A new vision of hedge funds is emerging in which they could have a much bigger role to play in portfolio management. Under the new scenario, the conventional image of a hedge fund as two guys with a terminal, swinging for the fences, is passé. While a lot of attention has been paid to what hedge funds have done wrong, too little attention has been paid to what they have done right, which is to strive to help investors avoid losses. That's because without much fanfare, the largest hedge funds have evolved into the world's most sophisticated risk management vehicles.
According to this perspective, the traditional 60% stocks/35% bonds/5% cash portfolio is beginning to resemble a car that has only one gear—forward. In hedge funds, by contrast, investors see the equivalent of a car that can go forward, backward, sideways, up and down.
Instead of allocating 10% of their portfolios to hedge funds, some pension funds are using them across all of their portfolios' asset classes. The Employees Retirement System in Texas, for example, recently decided to integrate hedge funds across its entire $24.9 billion portfolio. The move was particularly notable because the Texas Retirement System only began investing in hedge funds in 2011, according to Institutional Investor magazine. Similar actions were taken in the Teacher Retirement System of Texas and the Virginia Retirement System.
In Geneva, the head of the pension fund for CERN, the world's largest particle physics laboratory, is running its 4-billion Swiss Franc ($4.37 billion) portfolio as if it's one big global macro fund. Theodore Economou, CEO of the CERN Pension Fund and the person behind the so-called CERN Model, thinks all pension funds should adopt CERN's approach.
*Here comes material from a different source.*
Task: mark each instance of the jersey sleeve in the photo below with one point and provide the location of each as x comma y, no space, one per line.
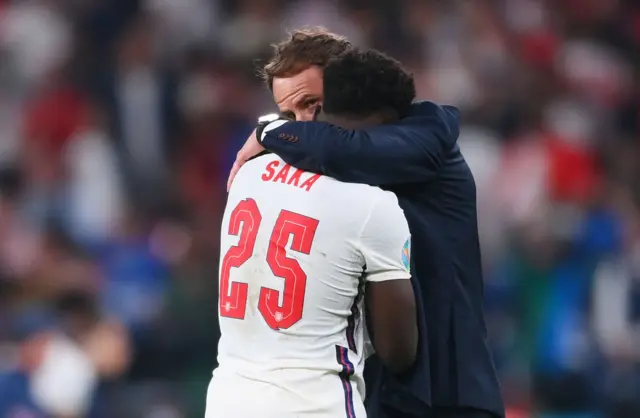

If they can't, Economou has proposed a radical solution: turn the entire pension portfolio over to a large hedge fund that can.
Integrating hedge funds across an entire portfolio may sound as if chief investment officers want to put their portfolios on steroids. In fact, their motive is just the opposite. They're making the judgment that hedge fund managers are no longer a one-off entity to which you might allocate a small slice of the portfolio. Rather, they are relying on hedge funds to deliver a sophisticated set of tools to each of their asset classes.